Salcedo is ambiguous about the process she employed to make the large crack in the floor, but fairly explicit in the meaning of her work, stating that: “It represents borders, the experience of immigrants, the experience of segregation, the experience of racial hatred. It is the experience of a Third World person coming into the heart of Europe. For example, the space which illegal immigrants occupy is a negative space. And so this piece is a negative space.”
Almost immediately after Trump’s second term began, the United States accelerated its enforcement of immigration, with a violent and chaotic profiling of individuals. Human beings are being singled out for how they look, speak or how their names appear on their identification documents. Masked ICE agents are haphazardly separating parents from children, sending them to harsh detention centers that resemble labor and concentration camps; or to foreign countries they are not even from. It is the largest detainment of immigrants in the history of the United States with no signs of slowing down.
The brutality exhibited by ICE has been well documented, and the outrage has been rightfully channeled through widespread condemnation and protests. Bigoted, white supremacist rhetoric is commonplace within the Trump administration. They use fear mongering and ignorant stereotypes about foreigners to galvanize support for their barbarous actions. But rather than being lured into the divisiveness that the administration seeks to stoke, a large faction of the collective culture resisting this detrimental ideology is choosing to respond with expressions of empathy and empowerment. The latter is making an impact in shaping public consciousness around ICE and the Trump regime’s callousness. The language of care and compassion is winning. Diverse signs of joy, love and unity are proliferating all across the nation.
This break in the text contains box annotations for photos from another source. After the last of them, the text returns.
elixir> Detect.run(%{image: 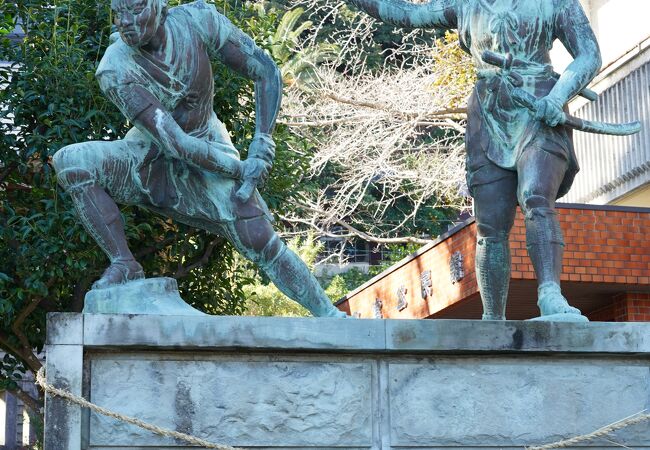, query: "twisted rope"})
[36,367,243,450]
[36,367,650,450]
[527,414,650,450]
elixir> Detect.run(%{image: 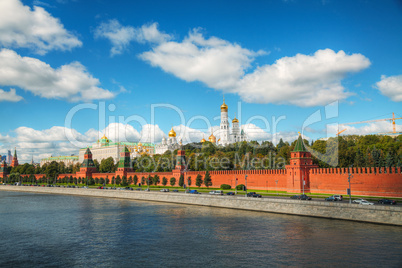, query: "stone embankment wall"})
[0,185,402,226]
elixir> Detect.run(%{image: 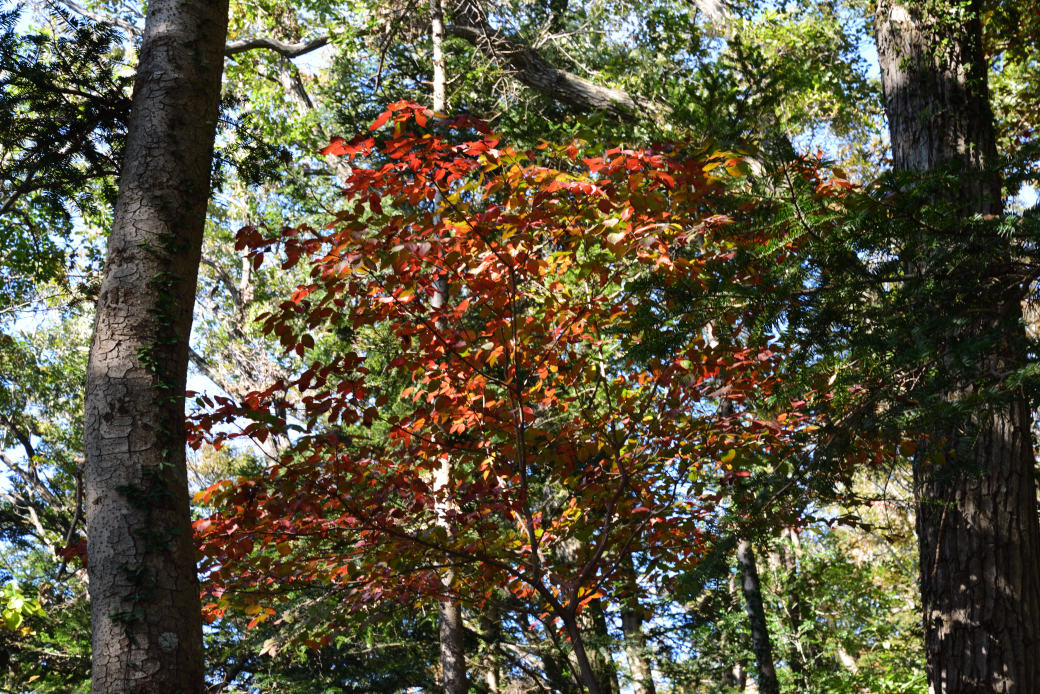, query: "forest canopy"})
[0,0,1040,694]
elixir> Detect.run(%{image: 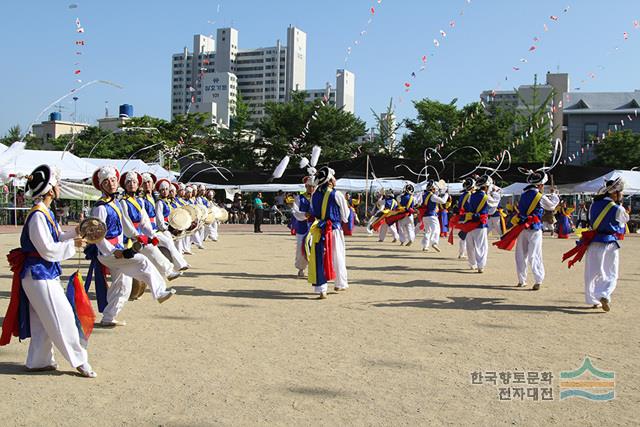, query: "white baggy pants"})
[140,244,173,277]
[313,228,349,294]
[295,233,309,270]
[378,222,400,242]
[464,228,489,268]
[22,272,88,369]
[489,216,502,237]
[154,231,188,270]
[458,236,467,258]
[516,230,544,285]
[98,254,169,322]
[584,242,620,304]
[209,221,218,242]
[189,229,203,249]
[422,216,440,249]
[398,215,416,244]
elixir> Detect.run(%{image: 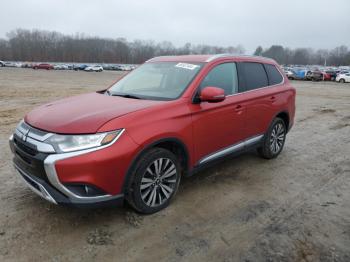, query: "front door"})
[190,63,245,164]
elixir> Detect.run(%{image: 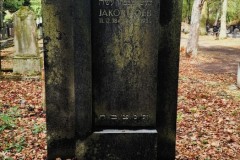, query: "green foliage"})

The artistic experience invites plurality, as well as independence. Everyone approaches art with individual insights and perspectives. Coming together to view or create art entails an intricate sharing of personal qualities in an effort to make unifying connections with others. Art can make us aware of obstacles and pathways, and express forms of resiliency that challenge inhumanity. Salcedo’s Shibboleth is indicative of an act of cultural rebellion, by disrupting the traditional appearance and function of an architectural structure and shifting the way we interact with it in light of the transformation. It suggests that bold actions with an underlying message of care and compassion are effective modes of connectivity and raising awareness for reparative justice. We are seeing many accounts of such boldness with millions of diverse citizens gathering to express their concern and opposition to the dehumanization of immigrants and other marginalized and oppressed groups.